English merchant and collector of folklore

Michael Aislabie Denham (1801 – 10 September 1859) was an English merchant and collector of folklore.

==Life==
A native of Gainford, County Durham, Denham was in business at Kingston-upon-Hull in the early part of his life. Ultimately he settled as a general merchant at Piercebridge, near Gainford, where he died on 10 September 1859.

==Works==
Denham collected local lore.
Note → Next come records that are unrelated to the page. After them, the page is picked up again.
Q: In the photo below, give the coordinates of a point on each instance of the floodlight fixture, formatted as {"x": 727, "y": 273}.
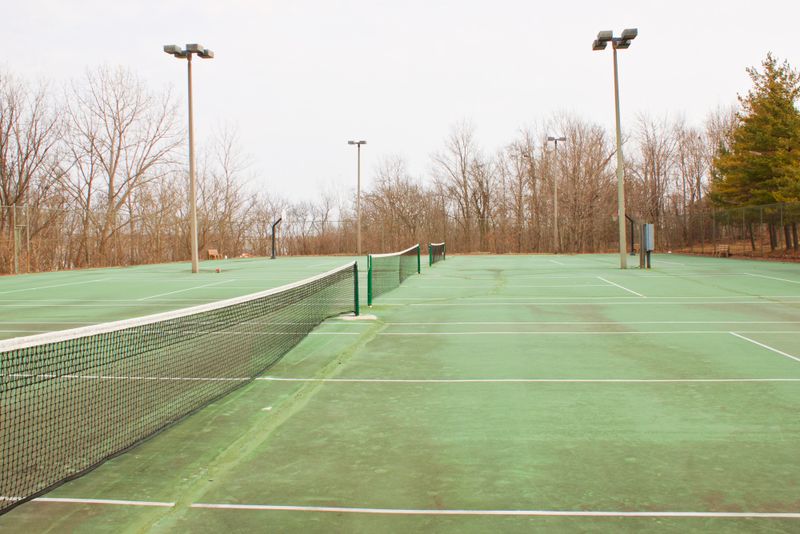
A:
{"x": 186, "y": 54}
{"x": 618, "y": 43}
{"x": 605, "y": 36}
{"x": 597, "y": 45}
{"x": 358, "y": 195}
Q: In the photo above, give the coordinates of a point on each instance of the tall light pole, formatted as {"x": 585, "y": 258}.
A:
{"x": 186, "y": 54}
{"x": 556, "y": 240}
{"x": 622, "y": 42}
{"x": 358, "y": 195}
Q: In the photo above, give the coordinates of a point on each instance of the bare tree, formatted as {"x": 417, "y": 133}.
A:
{"x": 121, "y": 137}
{"x": 454, "y": 170}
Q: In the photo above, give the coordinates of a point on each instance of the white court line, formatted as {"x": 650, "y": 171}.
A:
{"x": 509, "y": 286}
{"x": 105, "y": 501}
{"x": 215, "y": 333}
{"x": 424, "y": 511}
{"x": 529, "y": 380}
{"x": 413, "y": 380}
{"x": 591, "y": 333}
{"x": 628, "y": 302}
{"x": 773, "y": 278}
{"x": 795, "y": 358}
{"x": 50, "y": 287}
{"x": 582, "y": 322}
{"x": 621, "y": 287}
{"x": 188, "y": 289}
{"x": 528, "y": 513}
{"x": 134, "y": 378}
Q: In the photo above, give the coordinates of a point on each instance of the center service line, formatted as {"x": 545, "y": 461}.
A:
{"x": 621, "y": 287}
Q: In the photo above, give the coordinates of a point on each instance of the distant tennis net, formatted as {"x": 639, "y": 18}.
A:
{"x": 436, "y": 253}
{"x": 71, "y": 399}
{"x": 387, "y": 271}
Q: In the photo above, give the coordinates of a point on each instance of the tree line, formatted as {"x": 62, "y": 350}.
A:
{"x": 94, "y": 174}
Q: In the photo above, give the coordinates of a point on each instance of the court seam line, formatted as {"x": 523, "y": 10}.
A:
{"x": 187, "y": 289}
{"x": 411, "y": 511}
{"x": 621, "y": 287}
{"x": 50, "y": 287}
{"x": 773, "y": 349}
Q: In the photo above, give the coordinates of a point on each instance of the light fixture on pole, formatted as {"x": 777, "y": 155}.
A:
{"x": 186, "y": 54}
{"x": 556, "y": 237}
{"x": 618, "y": 43}
{"x": 358, "y": 195}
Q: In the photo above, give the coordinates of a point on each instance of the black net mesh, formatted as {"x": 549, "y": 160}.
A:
{"x": 69, "y": 400}
{"x": 435, "y": 252}
{"x": 388, "y": 271}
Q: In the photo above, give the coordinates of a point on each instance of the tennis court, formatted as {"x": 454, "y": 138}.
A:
{"x": 498, "y": 393}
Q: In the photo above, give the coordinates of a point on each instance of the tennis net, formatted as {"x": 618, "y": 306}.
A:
{"x": 70, "y": 400}
{"x": 436, "y": 252}
{"x": 387, "y": 271}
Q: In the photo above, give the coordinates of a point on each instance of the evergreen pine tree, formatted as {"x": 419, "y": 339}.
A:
{"x": 763, "y": 163}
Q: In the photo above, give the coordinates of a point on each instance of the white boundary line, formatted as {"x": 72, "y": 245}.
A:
{"x": 105, "y": 501}
{"x": 624, "y": 302}
{"x": 773, "y": 278}
{"x": 580, "y": 322}
{"x": 187, "y": 289}
{"x": 50, "y": 287}
{"x": 412, "y": 380}
{"x": 527, "y": 380}
{"x": 621, "y": 287}
{"x": 529, "y": 513}
{"x": 412, "y": 511}
{"x": 795, "y": 358}
{"x": 587, "y": 333}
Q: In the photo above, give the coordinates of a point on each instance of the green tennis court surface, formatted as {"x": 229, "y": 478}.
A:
{"x": 501, "y": 393}
{"x": 36, "y": 303}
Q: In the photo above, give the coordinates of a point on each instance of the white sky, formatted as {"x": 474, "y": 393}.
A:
{"x": 298, "y": 78}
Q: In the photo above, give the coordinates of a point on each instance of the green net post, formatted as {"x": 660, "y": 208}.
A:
{"x": 355, "y": 288}
{"x": 369, "y": 281}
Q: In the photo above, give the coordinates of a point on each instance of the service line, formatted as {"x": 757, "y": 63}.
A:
{"x": 762, "y": 345}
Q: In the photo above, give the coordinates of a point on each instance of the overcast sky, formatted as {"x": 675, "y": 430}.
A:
{"x": 298, "y": 78}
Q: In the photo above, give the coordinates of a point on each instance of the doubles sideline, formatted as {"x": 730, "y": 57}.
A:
{"x": 429, "y": 512}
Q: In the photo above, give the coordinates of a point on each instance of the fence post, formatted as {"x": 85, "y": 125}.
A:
{"x": 15, "y": 235}
{"x": 355, "y": 287}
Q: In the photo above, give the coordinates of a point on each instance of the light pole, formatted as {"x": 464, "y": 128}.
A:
{"x": 358, "y": 195}
{"x": 186, "y": 54}
{"x": 622, "y": 42}
{"x": 556, "y": 240}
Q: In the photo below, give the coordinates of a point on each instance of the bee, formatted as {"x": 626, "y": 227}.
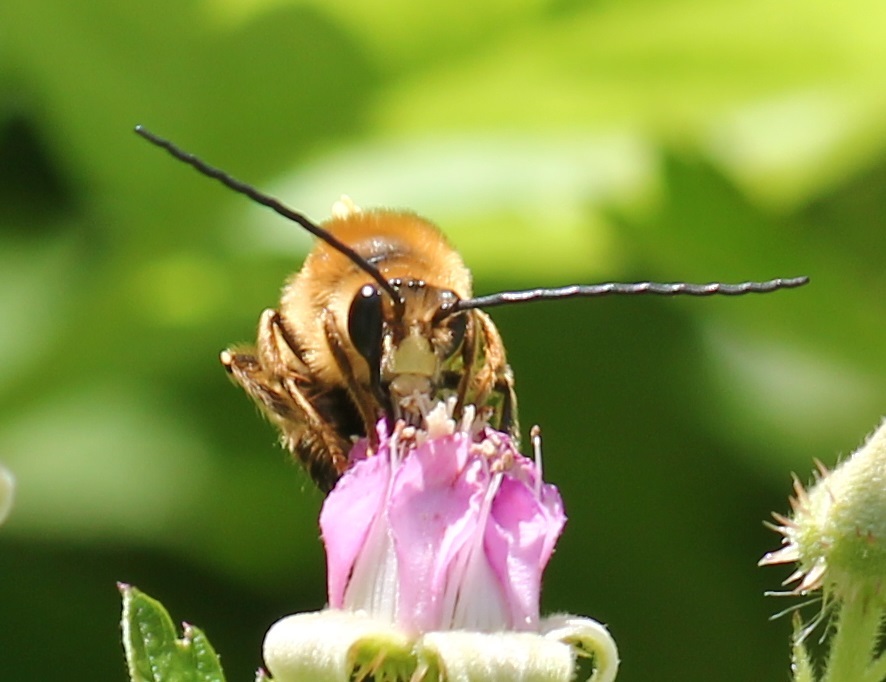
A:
{"x": 381, "y": 322}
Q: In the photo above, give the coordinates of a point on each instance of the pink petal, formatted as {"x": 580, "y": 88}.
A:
{"x": 433, "y": 514}
{"x": 348, "y": 514}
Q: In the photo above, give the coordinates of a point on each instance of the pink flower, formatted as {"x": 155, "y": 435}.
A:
{"x": 435, "y": 546}
{"x": 442, "y": 533}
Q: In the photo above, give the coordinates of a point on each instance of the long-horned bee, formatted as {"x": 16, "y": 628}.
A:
{"x": 381, "y": 321}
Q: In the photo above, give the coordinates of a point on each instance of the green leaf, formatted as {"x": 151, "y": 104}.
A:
{"x": 153, "y": 651}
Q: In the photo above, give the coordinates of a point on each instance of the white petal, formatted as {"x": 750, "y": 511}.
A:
{"x": 506, "y": 657}
{"x": 586, "y": 636}
{"x": 325, "y": 646}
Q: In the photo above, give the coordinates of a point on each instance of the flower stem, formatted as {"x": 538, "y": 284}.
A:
{"x": 855, "y": 639}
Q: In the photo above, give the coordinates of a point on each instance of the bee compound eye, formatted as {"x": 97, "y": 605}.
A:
{"x": 365, "y": 324}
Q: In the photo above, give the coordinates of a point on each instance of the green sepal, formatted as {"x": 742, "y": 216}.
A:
{"x": 154, "y": 652}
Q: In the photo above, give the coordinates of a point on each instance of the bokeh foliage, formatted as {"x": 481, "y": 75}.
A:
{"x": 555, "y": 141}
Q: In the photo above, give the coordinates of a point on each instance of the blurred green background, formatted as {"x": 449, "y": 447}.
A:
{"x": 554, "y": 141}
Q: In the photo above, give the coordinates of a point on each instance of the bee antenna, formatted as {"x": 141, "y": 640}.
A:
{"x": 274, "y": 205}
{"x": 628, "y": 289}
His works were:

- A Collection of Proverbs and Popular Sayings relating to the Seasons, the Weather, and Agricultural Pursuits, gathered chiefly from oral tradition, London, 1846, printed by the Percy Society.
- The Slogans, and War and Gathering Cries of the North of England, 1850, and with additions, Newcastle upon Tyne, 1851.
- A Collection of Bishoprick Rhymes, Proverbs, and Sayings, to which he afterwards added four tracts of the same kind, completing the last about 1858.
- Cumberland Rhymes, Proverbs, and Sayings, in four parts, the last of which appeared in 1854.
- A similar work relating to Westmorland, in two parts, 1858.
- Roman Imperial Gold Coin, a description of a coin of the Emperor Maximus [Durham (?) 1856], under the pseudonym "Archæus".
- Folklore of the North, in six parts, the last appearing in 1856.
- Folklore, or a Collection of Local Rhymes, Proverbs, Sayings, Prophecies, Slogans, &c., relating to Northumberland, Newcastle-on-Tyne, and Berwick-on-Tweed; Richmond, Yorkshire, 1858. Limited to fifty copies.
- Minor Tracts on Folklore, to the number of twenty, starting about 1849 and ending about 1854.
- A Classified Catalogue of the Antiquarian Tomes, Tracts, and Trifles, referring to the works Denham had edited himself, 1859.